Az önce Koşuyolu’na sağ gelen iki insan, iki faili meçhul ölüydü şimdi.
Mehdi Zana olay tarihinde Diyarbakır belediye başkanıydı. O gecenin sabahında başbakan Süleyman Demirel’i aradı. Görüşme talebinde bulundu, talebi kabul edildi. Zana ertesi gün ilk uçakla Ankara’ya gidip olayı Başbakan Demirel’e anlattı ve bu infazların devam etmesi halinde bölgede vahim sonuçlar yaratacağını ifade etti. Demirel Zana’yı endişeyle dinledikten sonra:
“ Merak etme Mehdi, ben bu olayı soruşturacağım” dedi.
Beklentiler boşunaydı. Ülke hızla bir bilinmeze sürükleniyordu ve Demirel’in bir şey araştıracağı da yoktu. Çok sürmedi tam 25 yıl sürecek sıkıyönetim ilan edildi. Ve ardından da generaller ülke yönetimine darbeyle el koydular.

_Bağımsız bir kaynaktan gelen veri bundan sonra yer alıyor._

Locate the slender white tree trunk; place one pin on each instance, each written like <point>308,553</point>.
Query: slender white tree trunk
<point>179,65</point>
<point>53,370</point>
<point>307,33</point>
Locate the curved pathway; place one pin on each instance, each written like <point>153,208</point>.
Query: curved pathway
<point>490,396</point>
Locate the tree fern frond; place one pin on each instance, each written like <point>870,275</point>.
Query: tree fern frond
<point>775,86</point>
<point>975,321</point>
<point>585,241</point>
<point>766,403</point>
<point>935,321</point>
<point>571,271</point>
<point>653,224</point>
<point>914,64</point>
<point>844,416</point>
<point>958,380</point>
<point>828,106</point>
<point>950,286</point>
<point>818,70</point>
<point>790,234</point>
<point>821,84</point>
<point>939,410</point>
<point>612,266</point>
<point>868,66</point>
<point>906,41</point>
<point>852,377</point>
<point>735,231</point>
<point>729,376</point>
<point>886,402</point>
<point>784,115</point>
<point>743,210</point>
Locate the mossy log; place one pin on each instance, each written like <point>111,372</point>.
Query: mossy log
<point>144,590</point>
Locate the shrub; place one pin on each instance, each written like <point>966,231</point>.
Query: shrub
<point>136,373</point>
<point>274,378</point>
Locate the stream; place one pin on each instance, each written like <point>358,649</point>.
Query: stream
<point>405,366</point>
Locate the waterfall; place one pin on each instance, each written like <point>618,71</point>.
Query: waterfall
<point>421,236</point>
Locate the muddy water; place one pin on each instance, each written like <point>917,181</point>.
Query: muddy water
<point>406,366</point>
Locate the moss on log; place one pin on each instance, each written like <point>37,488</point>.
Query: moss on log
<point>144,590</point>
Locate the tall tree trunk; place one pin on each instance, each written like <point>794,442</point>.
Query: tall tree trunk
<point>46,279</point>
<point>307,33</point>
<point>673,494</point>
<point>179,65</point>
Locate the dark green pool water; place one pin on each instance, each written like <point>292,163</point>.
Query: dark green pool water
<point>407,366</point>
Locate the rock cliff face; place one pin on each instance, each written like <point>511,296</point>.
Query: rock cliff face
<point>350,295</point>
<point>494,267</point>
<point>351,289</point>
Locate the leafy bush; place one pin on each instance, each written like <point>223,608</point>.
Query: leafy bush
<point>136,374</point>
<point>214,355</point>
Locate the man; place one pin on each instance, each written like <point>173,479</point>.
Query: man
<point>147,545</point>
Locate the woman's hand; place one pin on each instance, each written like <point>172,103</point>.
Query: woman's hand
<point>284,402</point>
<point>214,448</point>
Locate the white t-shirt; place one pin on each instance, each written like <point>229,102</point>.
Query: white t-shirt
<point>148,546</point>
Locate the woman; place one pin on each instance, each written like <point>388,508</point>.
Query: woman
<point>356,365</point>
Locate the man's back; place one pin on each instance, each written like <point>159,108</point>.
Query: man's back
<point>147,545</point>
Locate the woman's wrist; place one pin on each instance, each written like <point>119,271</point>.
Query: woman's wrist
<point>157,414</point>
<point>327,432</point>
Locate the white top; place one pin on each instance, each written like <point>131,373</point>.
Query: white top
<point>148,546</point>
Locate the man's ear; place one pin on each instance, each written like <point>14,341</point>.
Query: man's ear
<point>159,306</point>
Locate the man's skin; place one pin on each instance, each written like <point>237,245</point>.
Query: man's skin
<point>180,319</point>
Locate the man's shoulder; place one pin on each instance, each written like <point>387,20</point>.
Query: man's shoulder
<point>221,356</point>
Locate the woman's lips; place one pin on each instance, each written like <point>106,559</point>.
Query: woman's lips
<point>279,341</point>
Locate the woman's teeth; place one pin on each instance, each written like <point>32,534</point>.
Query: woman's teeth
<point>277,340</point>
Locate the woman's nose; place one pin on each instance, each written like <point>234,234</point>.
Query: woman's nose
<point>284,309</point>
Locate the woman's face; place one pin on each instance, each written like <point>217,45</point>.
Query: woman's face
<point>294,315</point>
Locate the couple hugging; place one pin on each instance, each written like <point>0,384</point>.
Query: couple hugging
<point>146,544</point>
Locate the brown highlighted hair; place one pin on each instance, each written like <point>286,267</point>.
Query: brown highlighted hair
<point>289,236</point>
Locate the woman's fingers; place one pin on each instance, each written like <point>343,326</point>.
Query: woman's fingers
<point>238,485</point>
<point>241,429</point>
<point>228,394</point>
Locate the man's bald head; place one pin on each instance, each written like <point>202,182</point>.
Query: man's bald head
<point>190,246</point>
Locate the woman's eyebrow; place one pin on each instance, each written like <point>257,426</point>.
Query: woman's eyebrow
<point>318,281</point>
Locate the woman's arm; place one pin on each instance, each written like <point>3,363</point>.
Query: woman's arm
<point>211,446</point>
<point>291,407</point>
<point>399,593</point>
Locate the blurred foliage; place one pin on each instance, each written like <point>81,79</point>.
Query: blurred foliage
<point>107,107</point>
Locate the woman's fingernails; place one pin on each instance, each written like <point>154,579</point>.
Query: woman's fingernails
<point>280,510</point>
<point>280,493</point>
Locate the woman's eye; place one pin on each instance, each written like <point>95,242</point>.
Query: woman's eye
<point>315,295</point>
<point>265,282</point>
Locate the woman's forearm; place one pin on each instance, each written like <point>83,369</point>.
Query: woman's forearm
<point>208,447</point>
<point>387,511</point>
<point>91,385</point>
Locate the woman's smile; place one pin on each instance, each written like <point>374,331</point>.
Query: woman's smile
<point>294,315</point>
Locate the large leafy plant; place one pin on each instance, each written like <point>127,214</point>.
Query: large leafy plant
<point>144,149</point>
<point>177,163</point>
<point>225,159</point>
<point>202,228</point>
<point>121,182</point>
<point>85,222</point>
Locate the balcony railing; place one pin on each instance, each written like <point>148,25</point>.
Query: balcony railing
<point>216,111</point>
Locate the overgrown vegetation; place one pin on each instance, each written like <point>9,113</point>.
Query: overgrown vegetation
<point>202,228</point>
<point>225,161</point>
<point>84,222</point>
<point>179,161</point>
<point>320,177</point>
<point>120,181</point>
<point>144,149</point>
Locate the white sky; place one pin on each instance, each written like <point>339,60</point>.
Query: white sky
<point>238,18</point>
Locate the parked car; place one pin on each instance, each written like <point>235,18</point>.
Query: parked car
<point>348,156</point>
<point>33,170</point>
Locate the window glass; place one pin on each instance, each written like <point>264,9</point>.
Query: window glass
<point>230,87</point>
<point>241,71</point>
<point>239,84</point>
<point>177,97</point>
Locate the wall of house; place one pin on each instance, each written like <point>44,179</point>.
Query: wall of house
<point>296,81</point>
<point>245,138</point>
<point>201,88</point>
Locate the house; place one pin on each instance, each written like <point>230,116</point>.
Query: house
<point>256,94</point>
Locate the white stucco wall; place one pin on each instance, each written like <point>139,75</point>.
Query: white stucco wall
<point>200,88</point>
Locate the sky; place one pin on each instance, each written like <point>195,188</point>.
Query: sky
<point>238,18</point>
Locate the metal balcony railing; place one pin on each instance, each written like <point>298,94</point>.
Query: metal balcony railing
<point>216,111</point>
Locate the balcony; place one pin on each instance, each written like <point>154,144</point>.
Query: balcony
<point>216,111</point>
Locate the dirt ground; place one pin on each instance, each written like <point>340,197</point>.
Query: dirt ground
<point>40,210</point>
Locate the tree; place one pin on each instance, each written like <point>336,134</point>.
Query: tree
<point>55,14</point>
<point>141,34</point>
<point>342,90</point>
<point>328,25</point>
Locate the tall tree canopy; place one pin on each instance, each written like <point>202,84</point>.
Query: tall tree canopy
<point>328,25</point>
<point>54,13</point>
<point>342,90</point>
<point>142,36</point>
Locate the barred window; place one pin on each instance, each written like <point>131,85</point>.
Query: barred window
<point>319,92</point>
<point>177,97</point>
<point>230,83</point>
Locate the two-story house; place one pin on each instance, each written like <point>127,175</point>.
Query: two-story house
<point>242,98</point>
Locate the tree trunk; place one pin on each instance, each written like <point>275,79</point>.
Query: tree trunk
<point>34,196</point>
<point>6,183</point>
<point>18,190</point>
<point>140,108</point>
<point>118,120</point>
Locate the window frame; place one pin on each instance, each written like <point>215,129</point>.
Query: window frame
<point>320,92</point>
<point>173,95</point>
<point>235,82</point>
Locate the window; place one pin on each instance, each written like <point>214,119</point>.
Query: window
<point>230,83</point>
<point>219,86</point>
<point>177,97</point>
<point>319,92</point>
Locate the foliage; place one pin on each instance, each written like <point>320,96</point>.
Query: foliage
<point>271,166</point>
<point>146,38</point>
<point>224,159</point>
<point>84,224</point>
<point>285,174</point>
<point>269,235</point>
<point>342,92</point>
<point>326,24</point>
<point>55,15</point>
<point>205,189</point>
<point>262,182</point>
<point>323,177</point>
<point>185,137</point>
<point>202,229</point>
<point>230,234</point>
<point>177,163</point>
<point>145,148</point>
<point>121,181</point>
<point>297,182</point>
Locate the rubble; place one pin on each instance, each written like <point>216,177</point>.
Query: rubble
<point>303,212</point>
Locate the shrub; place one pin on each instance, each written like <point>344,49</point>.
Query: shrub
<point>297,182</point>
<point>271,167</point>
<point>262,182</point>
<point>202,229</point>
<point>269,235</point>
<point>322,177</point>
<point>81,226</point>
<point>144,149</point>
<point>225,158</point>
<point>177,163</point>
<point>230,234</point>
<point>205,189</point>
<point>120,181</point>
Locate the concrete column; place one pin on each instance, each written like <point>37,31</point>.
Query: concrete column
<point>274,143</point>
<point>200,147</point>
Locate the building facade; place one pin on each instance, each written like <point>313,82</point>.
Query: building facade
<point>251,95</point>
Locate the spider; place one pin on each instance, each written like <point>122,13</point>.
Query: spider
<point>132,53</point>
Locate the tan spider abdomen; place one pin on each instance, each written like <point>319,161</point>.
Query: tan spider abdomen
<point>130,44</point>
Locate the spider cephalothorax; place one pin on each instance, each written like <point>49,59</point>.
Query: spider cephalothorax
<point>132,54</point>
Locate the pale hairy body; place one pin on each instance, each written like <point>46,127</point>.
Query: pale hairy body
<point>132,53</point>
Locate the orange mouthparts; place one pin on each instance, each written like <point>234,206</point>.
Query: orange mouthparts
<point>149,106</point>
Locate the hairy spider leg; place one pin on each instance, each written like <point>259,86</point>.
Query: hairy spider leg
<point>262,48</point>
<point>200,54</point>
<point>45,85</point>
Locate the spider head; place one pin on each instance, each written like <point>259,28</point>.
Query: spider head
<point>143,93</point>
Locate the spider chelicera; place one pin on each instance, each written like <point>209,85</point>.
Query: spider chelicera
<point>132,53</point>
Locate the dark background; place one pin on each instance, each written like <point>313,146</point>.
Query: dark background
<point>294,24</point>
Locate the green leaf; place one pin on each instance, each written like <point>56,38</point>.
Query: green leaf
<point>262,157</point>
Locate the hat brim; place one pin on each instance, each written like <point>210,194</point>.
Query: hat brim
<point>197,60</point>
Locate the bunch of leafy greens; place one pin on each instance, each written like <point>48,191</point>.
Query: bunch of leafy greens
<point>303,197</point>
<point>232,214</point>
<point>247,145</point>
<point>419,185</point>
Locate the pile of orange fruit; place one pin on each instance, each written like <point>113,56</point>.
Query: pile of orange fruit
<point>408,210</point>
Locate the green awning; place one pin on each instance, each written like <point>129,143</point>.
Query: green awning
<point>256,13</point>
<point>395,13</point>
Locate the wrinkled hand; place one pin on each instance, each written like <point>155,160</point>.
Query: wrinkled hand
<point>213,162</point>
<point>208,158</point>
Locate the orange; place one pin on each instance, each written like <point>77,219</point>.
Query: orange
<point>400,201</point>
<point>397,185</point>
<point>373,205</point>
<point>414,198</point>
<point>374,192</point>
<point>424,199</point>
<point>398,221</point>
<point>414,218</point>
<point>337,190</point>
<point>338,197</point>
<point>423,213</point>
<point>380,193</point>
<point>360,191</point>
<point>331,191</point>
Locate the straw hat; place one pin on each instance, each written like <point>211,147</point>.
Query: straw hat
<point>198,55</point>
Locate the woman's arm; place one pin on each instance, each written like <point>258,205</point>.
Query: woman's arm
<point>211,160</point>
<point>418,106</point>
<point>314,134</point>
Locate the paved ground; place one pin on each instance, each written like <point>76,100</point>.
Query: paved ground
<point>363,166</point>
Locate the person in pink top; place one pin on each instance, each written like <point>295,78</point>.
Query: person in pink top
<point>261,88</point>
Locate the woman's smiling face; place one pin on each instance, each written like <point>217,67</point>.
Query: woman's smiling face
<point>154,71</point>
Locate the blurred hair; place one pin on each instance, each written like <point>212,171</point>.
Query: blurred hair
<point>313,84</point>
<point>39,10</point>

Darbeden tam 16 yıl sonra, yani 1996’da..Demirel bu defa cumhurbaşkanı. Demokratik mecrada büyüyüp gelişen Kürt hareketi 12 Eylül’den sonra şiddetle buluşmuş, Eruh Şemdinli baskını gerçekleşmiş, dağlarda sürüp giden şiddetli bir savaş başlamıştı.
Milli Güvenlik Kurulu Genel Sekreterliği tarafından bakanlıklar arası takip ve yönlendirme kuruluna sunulmak üzere hazırlanan rapor MGK’ya iade edilmiş ve büyük tartışmalar yaratmıştı.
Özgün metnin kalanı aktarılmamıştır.